RNA-binding proteins are proteins that bind to RNA and help control many aspects of gene expression. For example, some RNA-binding proteins bind to messenger RNA (mRNA), which carries genetic information copied from DNA. This binding stabilizes the mRNA and helps it stick around longer so the protein it codes for will be produced in larger quantities.
“RNA-binding proteins, as a class, are becoming more appreciated as something that’s important for response to cancer therapy. But the mechanistic details of how those function at the molecular level are not known at all, apart from this one,” says Ian Cannell, a research scientist at the Koch Institute and the lead author of the Cancer Cell paper.
In this paper, Cannell found that hnRNPA0 takes charge at two different checkpoints in the cell division process. In healthy cells, these checkpoints allow the cell to pause to repair genetic abnormalities that may have been introduced during the copying of chromosomes.
One of these checkpoints, known as G2/M, is controlled by a protein called Gadd45, which is normally activated by p53. In lung cancer cells without p53, hnRNPA0 stabilizes mRNA coding for Gadd45. At another checkpoint called G1/S, p53 normally turns on a protein called p21. When p53 is missing, hnRNPA0 stabilizes mRNA for a protein called p27, a backup to p21. Together, Gadd45 and p27 help cancer cells to pause the cell cycle and repair DNA so they can continue dividing.
The researchers also found that measuring the levels of mRNA for Gadd45 and p27 could help predict patients’ response to chemotherapy. In a clinical trial of patients with stage 2 lung tumors, they found that patients who responded best had low levels of both of those mRNAs.

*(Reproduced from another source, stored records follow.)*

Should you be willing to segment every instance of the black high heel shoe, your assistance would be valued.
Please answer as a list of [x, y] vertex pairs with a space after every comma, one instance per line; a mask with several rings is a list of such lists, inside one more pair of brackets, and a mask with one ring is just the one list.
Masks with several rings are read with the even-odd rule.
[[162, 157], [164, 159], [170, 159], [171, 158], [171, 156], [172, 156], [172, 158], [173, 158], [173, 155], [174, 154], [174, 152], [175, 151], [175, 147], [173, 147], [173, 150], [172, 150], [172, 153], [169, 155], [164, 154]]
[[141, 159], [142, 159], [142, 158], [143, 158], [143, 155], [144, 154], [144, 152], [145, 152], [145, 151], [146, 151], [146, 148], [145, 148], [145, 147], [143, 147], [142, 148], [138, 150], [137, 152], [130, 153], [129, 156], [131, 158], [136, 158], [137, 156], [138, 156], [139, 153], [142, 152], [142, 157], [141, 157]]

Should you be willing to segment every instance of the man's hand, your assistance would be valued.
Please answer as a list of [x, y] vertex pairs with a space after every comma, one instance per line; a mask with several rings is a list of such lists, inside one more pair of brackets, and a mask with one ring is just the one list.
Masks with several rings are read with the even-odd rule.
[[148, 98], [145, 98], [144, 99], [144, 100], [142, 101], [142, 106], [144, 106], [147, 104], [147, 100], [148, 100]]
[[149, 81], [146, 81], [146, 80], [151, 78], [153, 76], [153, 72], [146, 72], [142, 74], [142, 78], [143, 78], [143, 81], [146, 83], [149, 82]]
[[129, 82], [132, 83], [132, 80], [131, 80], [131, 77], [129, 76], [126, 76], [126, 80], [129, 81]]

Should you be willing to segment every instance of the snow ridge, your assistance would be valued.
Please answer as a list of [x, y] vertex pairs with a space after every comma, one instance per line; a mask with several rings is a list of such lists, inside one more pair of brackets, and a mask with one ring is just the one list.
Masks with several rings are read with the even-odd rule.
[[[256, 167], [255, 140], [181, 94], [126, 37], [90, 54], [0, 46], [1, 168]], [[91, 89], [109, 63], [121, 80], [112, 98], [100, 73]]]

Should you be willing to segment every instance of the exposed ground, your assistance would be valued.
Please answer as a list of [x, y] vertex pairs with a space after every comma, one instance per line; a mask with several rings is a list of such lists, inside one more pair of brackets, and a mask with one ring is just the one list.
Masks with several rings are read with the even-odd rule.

Those with high levels did not benefit from chemotherapy.
“You could measure the RNAs that this pathway controls, in patient samples, and use that as a surrogate for the presence or absence of this pathway,” Yaffe says. “In this trial, it was very good at predicting which patients responded to chemotherapy and which patients didn’t.”
“The most exciting thing about this study is that it not only fills in gaps in our understanding of how p53-deficient lung cancer cells become resistant to chemotherapy, it also identifies actionable events to target and could help us to identify which patients will respond best to cisplatin, which is a very toxic and harsh drug,” says Daniel Durocher, a senior investigator at the Samuel Lunenfeld Research Institute of Mount Sinai Hospital in Toronto, who was not part of the research team.
The MK2 pathway could also be a good target for new drugs that could make tumors more susceptible to DNA-damaging chemotherapy drugs. Yaffe’s lab is now testing potential drugs in mice, including nanoparticle-based sponges that would soak up all of the RNA binding protein so it could no longer promote cell survival.